A nation that kills its children is a nation without hope. – Bl. Pope John Paul II

I was reading this article earlier and it made me decide to dedicate a post to pro-life issues, ministry and religious congregation dedicated to pro-life issues.

The Sanctity of Life in the Catholic Church
Before I get into the religious life aspect of this I wanted to provide a short primer on the teachings of the Catholic Church on the sanctity of life, which is the centre of our pro-life beliefs. References ‘CCC’ refer to the Catechism of the Catholic Church, see ‘Links’ at the bottom of the post to read the full document. Now I am no apologist so I apologise if this does not read very easily.

CCC 2258:
Human life is sacred because from its beginning it involves the creative action of God and it remains for ever in a special relationship with the Creator, who is its sole end. God alone is the Lord of life from its beginning until its end: no one can under any circumstance claim for himself the right directly to destroy an innocent human being. This is something that is truly at the centre of our faith as Catholics and as Christians, the simple fact that we are created by God and for God and life is in His hands, not ours. As the very author of life, He has rights over life and the taking of it that we do not.

CCC 2268:
The fifth commandment forbids direct and intentional killing as gravely sinful. the murderer and those who cooperate voluntarily in murder commit a sin that cries out to heaven for vengeance. The Church affirms as well that human life begins at the moment of conception. This is naturally where abortion issues come into the equation. The simple fact of the matter is that abortion is gravely immoral and completely contrary to moral law.

CCC 2270:

Human life must be respected and protected absolutely from the moment of conception.

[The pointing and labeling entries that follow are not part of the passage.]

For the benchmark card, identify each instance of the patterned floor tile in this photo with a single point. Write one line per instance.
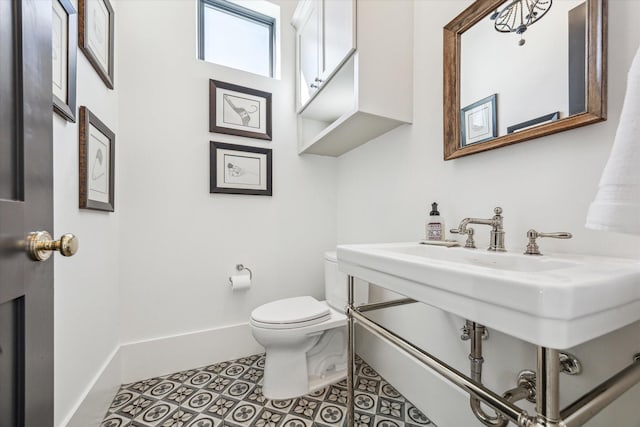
(229, 394)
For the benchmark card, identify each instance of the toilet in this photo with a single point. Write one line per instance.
(305, 339)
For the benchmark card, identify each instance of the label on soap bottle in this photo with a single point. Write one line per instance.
(434, 231)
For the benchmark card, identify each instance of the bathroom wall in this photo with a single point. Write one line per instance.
(178, 242)
(546, 184)
(86, 303)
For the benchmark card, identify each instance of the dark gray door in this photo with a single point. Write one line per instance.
(26, 286)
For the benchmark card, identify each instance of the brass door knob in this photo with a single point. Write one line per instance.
(40, 244)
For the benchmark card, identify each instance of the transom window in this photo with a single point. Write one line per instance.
(235, 36)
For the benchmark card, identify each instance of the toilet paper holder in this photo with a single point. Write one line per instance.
(239, 268)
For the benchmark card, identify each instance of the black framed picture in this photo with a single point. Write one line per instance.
(547, 118)
(239, 169)
(237, 110)
(64, 37)
(479, 121)
(95, 36)
(97, 159)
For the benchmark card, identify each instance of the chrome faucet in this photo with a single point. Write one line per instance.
(496, 241)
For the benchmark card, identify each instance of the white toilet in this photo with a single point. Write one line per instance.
(305, 339)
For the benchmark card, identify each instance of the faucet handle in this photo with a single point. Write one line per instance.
(532, 235)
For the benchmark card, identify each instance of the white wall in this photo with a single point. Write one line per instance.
(86, 304)
(386, 186)
(179, 243)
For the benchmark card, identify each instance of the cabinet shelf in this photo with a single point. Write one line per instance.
(371, 91)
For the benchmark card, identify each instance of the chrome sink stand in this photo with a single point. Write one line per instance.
(546, 389)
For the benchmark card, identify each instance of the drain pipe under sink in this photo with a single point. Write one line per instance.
(525, 390)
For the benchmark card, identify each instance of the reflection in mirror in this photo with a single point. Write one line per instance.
(532, 80)
(545, 76)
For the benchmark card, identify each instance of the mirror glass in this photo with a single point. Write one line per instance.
(508, 80)
(540, 80)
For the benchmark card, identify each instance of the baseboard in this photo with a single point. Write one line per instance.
(91, 409)
(136, 361)
(160, 356)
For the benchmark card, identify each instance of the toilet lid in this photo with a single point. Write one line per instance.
(292, 311)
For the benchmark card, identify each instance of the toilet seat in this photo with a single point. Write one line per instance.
(290, 313)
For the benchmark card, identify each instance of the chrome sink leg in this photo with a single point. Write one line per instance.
(351, 351)
(548, 387)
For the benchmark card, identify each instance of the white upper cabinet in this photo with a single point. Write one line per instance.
(325, 37)
(354, 72)
(338, 34)
(309, 55)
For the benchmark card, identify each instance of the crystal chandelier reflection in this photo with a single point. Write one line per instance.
(518, 15)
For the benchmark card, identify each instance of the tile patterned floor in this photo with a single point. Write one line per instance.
(229, 394)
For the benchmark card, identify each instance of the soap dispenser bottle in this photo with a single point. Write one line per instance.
(435, 224)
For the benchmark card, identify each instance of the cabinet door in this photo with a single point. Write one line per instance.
(309, 51)
(338, 34)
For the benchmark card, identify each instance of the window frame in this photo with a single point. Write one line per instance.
(238, 11)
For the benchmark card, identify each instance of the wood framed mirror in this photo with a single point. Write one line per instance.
(486, 78)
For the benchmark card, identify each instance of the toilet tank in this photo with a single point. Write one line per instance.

From the first moment of his existence, a human being must be recognized as having the rights of a person – among which is the inviolable right of every innocent being to life.

CCC 2271:
Since the first century the Church has affirmed the moral evil of every procured abortion. This teaching has not changed and remains unchangeable.  Although the term pro-life is usually used solely to refer to abortion issues, there are also other issues that are important in this area, including euthanasia. Euthanasia takes away the dignity of the human person and goes against our knowledge that only God has the right to give and take life.

CCC 2277:
Whatever its motives and means, direct euthanasia consists in putting an end to the lives of handicapped, sick, or dying persons. It is morally unacceptable. The very first section of the Catechism sums all this up perfectly: human life is sacred and God alone is the very author of life, as such giving Him the right to give or take human life. This is not a right we have as humans and the unjust taking of life is to always be condemned.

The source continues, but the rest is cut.